Wednesday, April 03, 2013

Calling Thrivent

Years ago, Lutherans in the United States created two fine fraternal benefits organizations, called Lutheran Brotherhood and the Aid Association for Lutherans.  Both sold insurance and other financial products, and, rather than turning the profit over to shareholders, channeled it back to congregations.  It was, and remains, a neat system, and many congregations have benefited from it over the years.

Things being what they are, when LB and AAL merged, they chose one of those trendy names that says nothing: Thrivent.  Still a good organization, and one with which we are pleased to be associated.

But things being what they are, this company, which no longer has "Lutheran" in its name, now no longer wants to serve Lutherans.  Or at least not exclusively; Thrivent is contemplating changes to its charter which would open it up to other Christian communities.

There are no doubt good reasons for this idea, and they are no doubt financial.  But we still think it is a very bad idea.  This is part of a decades-long trend toward the de-Lutheranizing of Lutheran institutions.  From old folks' homes to colleges, our institutions try to soft-pedal their Lutheranism in order to attract a broader constituency.  The danger is that, in the end, they wind up just like anybody else's institutions.

How far do we want to go with this?  Right now, the contemplated change is to serve "Lutheran and other Christian congregations," which is a dramatic expansion of Thrivent's mission.  But how long until we decide to sell insurance to our Jewish and Muslim cousins, and serve "Lutheran, Christian and other communities of faith"?  And how long after that until Thrivent serves individuals with no faith community, or who are part of communities with no faith?  And how long after that until it merges with Met Life, and converts our annuity (or whatever) into shares of stock?

Lutheran identity is a tired old rallying cry, but it is still a real thing with real value in organizing our life together, and we are interested in strategies to increase it, rather than to eliminate it.

Mother A.  was chatting with a Thrivent staffer this this afternoon, and the proposed changes came up.  She asked a few basic questions, including whether the fraternal benefits would now become available to other Christian congregations.  The nice young man seemed to have no idea what she was talking about.  It wasn't his department, but he really seemed a little vague on what these "fraternal benefits" actually were.  This is the wrong direction for the firm to be heading.

She thanked him for her time, logged on to Thrivent's website and voted against the change.  Then she voted again, as Father A.'s proxy.  We encourage our Lutheran readers to do likewise.


Mark C. Christianson said...

I'm planning on voting no as well.
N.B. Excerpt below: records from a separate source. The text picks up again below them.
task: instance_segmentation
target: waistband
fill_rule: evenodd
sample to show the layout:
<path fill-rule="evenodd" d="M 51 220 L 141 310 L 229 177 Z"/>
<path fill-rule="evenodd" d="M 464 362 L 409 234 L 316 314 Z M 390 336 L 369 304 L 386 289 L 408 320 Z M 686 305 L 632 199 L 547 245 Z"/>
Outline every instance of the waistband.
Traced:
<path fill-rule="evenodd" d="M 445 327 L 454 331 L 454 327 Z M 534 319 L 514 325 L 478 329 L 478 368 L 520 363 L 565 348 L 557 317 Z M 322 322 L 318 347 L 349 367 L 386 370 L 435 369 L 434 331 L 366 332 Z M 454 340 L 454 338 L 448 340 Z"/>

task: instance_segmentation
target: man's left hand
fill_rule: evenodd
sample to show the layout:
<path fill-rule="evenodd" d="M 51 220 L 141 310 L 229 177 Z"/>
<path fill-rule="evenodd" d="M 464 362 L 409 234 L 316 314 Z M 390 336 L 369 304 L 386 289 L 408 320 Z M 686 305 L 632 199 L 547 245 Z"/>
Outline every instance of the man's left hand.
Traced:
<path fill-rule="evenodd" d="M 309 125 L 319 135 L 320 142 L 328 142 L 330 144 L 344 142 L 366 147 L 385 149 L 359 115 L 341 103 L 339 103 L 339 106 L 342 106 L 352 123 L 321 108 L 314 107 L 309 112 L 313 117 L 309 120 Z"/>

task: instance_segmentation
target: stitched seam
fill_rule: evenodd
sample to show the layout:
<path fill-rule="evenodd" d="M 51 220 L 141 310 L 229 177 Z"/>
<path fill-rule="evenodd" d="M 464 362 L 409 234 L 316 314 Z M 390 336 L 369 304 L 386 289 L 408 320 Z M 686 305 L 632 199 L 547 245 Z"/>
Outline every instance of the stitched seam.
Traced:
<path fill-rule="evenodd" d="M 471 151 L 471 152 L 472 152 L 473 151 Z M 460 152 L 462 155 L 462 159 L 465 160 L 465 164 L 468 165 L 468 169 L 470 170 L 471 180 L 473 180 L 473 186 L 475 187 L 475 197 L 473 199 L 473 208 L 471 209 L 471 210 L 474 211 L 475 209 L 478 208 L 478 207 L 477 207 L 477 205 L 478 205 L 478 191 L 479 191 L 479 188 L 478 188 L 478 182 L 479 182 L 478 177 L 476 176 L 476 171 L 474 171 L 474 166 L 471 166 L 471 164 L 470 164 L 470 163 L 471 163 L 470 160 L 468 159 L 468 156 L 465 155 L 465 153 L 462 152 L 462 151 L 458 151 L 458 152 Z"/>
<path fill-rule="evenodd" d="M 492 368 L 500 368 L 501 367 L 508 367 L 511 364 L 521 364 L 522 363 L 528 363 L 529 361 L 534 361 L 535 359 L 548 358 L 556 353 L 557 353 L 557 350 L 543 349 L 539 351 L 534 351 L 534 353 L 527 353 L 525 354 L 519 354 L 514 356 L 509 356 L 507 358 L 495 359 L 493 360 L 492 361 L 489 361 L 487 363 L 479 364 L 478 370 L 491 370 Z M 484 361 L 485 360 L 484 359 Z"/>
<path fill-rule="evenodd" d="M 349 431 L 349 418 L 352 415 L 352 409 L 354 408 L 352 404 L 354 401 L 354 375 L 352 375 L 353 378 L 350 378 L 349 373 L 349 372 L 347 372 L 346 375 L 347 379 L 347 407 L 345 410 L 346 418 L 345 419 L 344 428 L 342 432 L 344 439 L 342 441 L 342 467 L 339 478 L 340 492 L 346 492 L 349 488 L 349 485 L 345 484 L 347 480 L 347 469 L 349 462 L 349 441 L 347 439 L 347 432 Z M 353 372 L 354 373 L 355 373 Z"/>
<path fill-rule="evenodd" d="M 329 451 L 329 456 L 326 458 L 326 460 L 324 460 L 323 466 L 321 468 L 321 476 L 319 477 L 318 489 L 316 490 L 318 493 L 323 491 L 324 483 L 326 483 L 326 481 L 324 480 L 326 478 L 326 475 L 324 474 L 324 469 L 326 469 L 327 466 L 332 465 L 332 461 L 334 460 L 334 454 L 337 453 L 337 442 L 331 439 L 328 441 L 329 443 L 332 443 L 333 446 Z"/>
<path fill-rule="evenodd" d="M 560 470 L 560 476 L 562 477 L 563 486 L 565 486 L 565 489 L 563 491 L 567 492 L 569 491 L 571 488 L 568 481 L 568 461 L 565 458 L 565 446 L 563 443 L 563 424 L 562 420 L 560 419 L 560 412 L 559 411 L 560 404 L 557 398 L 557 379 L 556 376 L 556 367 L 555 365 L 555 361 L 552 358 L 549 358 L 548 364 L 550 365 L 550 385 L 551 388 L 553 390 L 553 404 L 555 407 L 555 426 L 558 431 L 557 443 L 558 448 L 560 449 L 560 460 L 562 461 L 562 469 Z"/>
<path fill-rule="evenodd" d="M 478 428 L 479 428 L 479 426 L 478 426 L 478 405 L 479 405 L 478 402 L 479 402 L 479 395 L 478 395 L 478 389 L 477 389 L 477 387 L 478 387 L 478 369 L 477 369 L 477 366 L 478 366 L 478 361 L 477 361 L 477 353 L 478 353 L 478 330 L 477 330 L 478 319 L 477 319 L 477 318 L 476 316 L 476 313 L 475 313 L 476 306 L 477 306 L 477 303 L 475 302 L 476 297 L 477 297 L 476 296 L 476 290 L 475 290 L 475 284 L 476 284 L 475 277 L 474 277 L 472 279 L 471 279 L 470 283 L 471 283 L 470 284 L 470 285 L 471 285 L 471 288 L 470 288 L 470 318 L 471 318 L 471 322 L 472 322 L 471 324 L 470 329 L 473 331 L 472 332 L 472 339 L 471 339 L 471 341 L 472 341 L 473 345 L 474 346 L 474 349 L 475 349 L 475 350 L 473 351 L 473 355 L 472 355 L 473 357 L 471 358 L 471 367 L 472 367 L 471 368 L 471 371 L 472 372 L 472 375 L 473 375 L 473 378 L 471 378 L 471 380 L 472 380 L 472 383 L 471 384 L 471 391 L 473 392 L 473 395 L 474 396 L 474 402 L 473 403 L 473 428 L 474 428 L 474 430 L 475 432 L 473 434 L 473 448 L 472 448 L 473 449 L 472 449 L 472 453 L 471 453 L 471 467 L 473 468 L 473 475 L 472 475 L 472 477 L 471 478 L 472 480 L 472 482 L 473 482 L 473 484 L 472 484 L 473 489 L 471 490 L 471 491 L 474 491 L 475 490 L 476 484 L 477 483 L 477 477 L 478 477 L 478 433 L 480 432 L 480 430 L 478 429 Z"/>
I am glad to hear of others as well. Maybe our post will spur me to actually do it this evening.

MissPinkKate said...

If Thrivent's looking for cash, maybe they could beef up selling products online. Nobody from my generation wants to make an appointment and sit with an agent to open a money market account.

Matt P. said...

I think changing the identity from "Lutheran" to "Christian" actually makes them look LESS inclusive. If I see, say, "Methodist" or "Brethren" on a business (ok, it's usually a retirement home), I'm like, ah, people of faith who know what they're doing. If I see "Christian" on a business, my initial reaction is, ah, charlatans who are trying to play on my faith to get my money.